Letter of Credit

The FCC has released a Notice of Proposed Rulemaking (NPRM) that addresses issues related to the letters of credit that providers must carry in order to gain Universal Service Fund (USF) support in deployment of broadband services to high-cost rural areas.

Currently, the letters of credit, which are required of “certain broadband providers,” come from a qualifying bank and carry a certain value, the FCC said.

At issue is that during the past two years, a “significant number” of banks have fallen below the FCC’s standards. This creates the possibility that providers whose letters of credit no longer pass muster would be required to obtain new letters from banks that do qualify. This could impact deployment.

The NPRM seeks comment on changing bank rating standards and allowing the providers covered to reduce the value of their letters of credit sooner. Doing so potentially would free more capital for deployment.

The FCC NPRM looks at the burdens of such scenarios and seeks input on how to define the new standards for the banks that issue the letters. It also seeks comment on reducing the letter of credit value for RDOF support for recipients that have demonstrated sufficient broadband deployment using program funds.

The second issue the FCC wants feedback on is allowing Connect America Fund Phase II providers that have met deployment and reporting obligations to reduce their letter of credit burden by following the RDOF letter of credit rules.

Letter of credit requirements have been an ongoing challenge for providers for several years.

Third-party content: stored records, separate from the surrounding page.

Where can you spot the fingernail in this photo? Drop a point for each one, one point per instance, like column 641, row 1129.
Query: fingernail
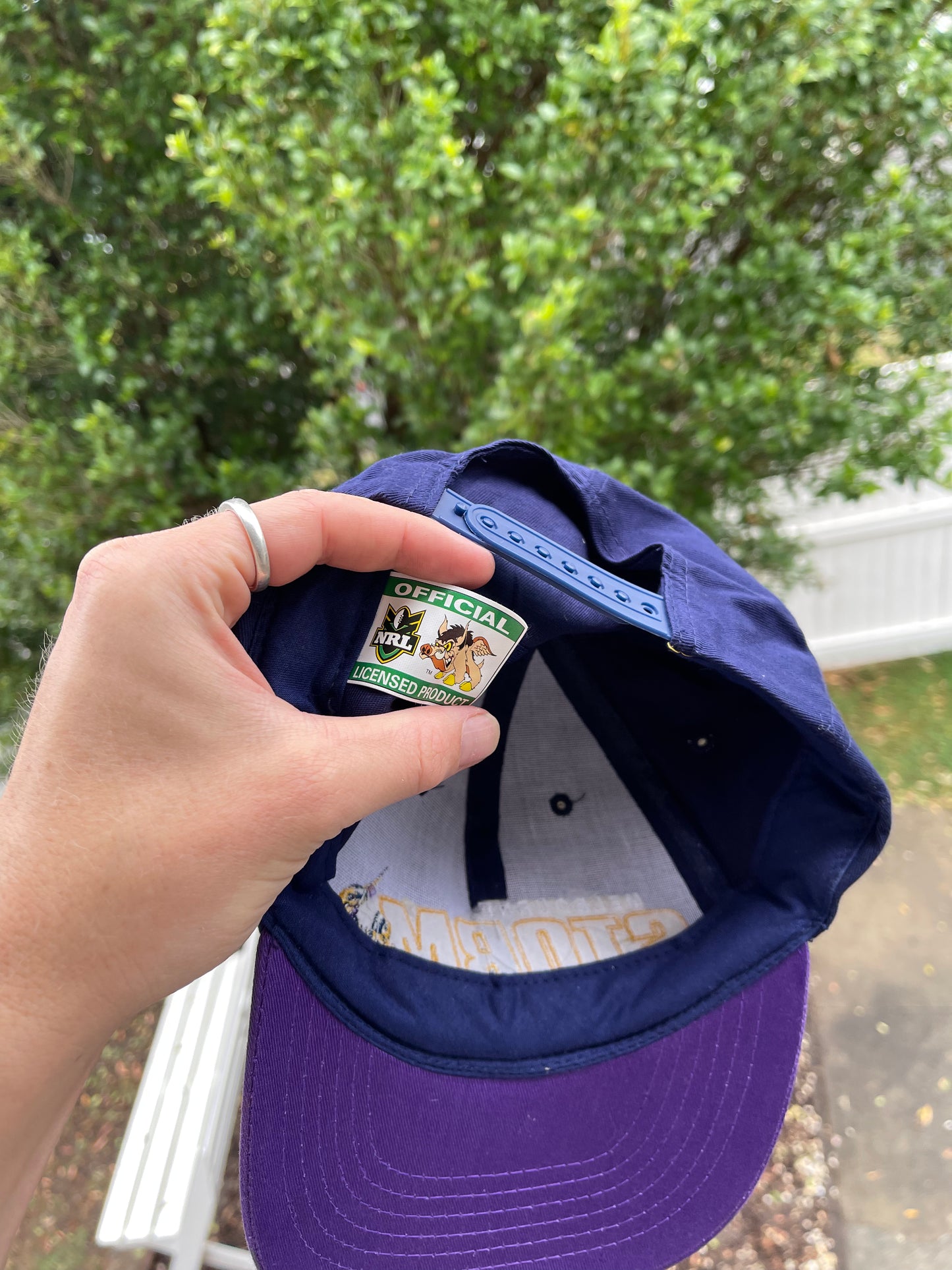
column 479, row 738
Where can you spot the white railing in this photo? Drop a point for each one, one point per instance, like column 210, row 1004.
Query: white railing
column 882, row 568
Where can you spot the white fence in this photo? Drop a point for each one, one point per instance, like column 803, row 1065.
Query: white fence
column 883, row 575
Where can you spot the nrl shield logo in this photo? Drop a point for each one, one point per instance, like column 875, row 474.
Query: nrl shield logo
column 398, row 633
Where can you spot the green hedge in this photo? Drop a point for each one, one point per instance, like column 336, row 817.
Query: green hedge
column 258, row 244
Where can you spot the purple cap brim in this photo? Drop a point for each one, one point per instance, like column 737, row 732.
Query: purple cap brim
column 353, row 1159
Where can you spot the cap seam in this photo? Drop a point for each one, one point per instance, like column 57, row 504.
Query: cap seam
column 507, row 1068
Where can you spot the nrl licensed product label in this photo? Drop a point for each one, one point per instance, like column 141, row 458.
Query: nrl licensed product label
column 435, row 644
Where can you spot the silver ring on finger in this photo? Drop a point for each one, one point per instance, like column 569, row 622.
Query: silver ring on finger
column 256, row 536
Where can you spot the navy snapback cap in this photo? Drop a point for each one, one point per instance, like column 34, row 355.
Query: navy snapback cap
column 549, row 1012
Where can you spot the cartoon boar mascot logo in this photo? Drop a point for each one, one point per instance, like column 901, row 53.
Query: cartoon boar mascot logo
column 455, row 656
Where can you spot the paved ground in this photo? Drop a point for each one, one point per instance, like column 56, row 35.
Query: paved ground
column 882, row 1024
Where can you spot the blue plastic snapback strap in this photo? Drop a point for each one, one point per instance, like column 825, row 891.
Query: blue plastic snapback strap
column 556, row 564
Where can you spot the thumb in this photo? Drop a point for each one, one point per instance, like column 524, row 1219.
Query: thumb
column 371, row 761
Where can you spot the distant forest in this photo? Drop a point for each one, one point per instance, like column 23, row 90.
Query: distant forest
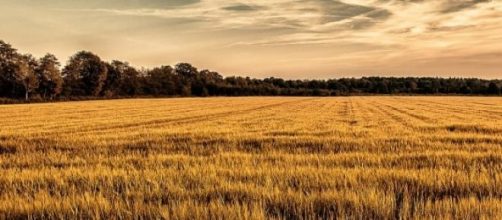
column 86, row 76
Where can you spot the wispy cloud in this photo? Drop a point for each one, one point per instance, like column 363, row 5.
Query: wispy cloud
column 326, row 33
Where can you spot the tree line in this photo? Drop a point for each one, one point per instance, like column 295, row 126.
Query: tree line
column 86, row 75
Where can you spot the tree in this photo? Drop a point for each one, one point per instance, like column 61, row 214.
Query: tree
column 49, row 75
column 188, row 75
column 162, row 81
column 493, row 88
column 25, row 74
column 8, row 58
column 84, row 75
column 122, row 79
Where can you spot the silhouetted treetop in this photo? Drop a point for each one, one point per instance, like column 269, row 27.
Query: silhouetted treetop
column 86, row 75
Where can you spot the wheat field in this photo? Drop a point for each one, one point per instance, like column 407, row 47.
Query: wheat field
column 253, row 158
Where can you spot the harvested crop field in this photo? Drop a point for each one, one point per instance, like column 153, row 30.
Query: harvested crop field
column 253, row 158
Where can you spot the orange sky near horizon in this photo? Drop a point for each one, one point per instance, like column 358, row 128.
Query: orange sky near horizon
column 292, row 39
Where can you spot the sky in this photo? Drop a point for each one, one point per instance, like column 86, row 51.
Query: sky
column 292, row 39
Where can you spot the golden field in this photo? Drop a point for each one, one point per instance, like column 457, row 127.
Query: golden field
column 253, row 158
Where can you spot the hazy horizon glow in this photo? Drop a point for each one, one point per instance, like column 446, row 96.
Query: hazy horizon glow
column 261, row 38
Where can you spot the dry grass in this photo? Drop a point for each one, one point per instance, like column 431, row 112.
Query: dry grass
column 253, row 158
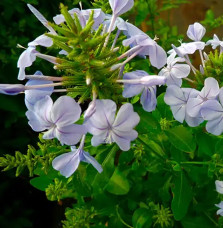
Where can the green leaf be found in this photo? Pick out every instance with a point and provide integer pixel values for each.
(182, 195)
(41, 183)
(101, 179)
(197, 222)
(181, 138)
(118, 184)
(142, 218)
(147, 122)
(206, 144)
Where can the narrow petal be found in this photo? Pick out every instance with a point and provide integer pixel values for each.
(157, 56)
(11, 89)
(99, 139)
(42, 40)
(219, 186)
(41, 18)
(193, 121)
(33, 95)
(67, 163)
(179, 112)
(148, 99)
(120, 7)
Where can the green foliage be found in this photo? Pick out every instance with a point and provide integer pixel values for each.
(167, 177)
(56, 190)
(182, 196)
(79, 217)
(34, 158)
(148, 12)
(211, 22)
(103, 4)
(85, 61)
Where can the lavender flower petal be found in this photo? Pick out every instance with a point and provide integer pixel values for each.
(67, 163)
(65, 111)
(120, 7)
(196, 31)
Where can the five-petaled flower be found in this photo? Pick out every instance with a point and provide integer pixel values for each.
(58, 119)
(105, 128)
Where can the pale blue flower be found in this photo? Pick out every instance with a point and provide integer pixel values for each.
(219, 186)
(9, 89)
(196, 31)
(187, 48)
(220, 211)
(210, 91)
(58, 119)
(121, 7)
(33, 95)
(177, 98)
(106, 128)
(215, 42)
(212, 111)
(174, 71)
(68, 163)
(148, 47)
(145, 84)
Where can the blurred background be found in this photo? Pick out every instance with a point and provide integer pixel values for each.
(22, 205)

Last October six of the largest regional providers sent a letter seeking alternatives to current letter of credit requirements for the BEAD program. The letter was sent by Brightspeed, Altafiber, Altice, Consolidated Communications, Windstream, and Ziply Fiber. Collectively, the companies cover 44% of the country. The recipients were Secretary of Commerce Gina Raimondo and Assistant Secretary of Commerce for Communications Alan Davidson.

The letter said that the current letter of credit requirements are overly burdensome and will reduce private investments that would expand broadband and hold them back from BEAD deployment goals.

The National Telecommunications and Information Administration (NTIA) took steps in the form of a “programmatic wavier” a few weeks later.

Previously, some providers who won funding in the Rural Broadband Experiments auction were unable to do so because they couldn’t meet letter of credit requirements.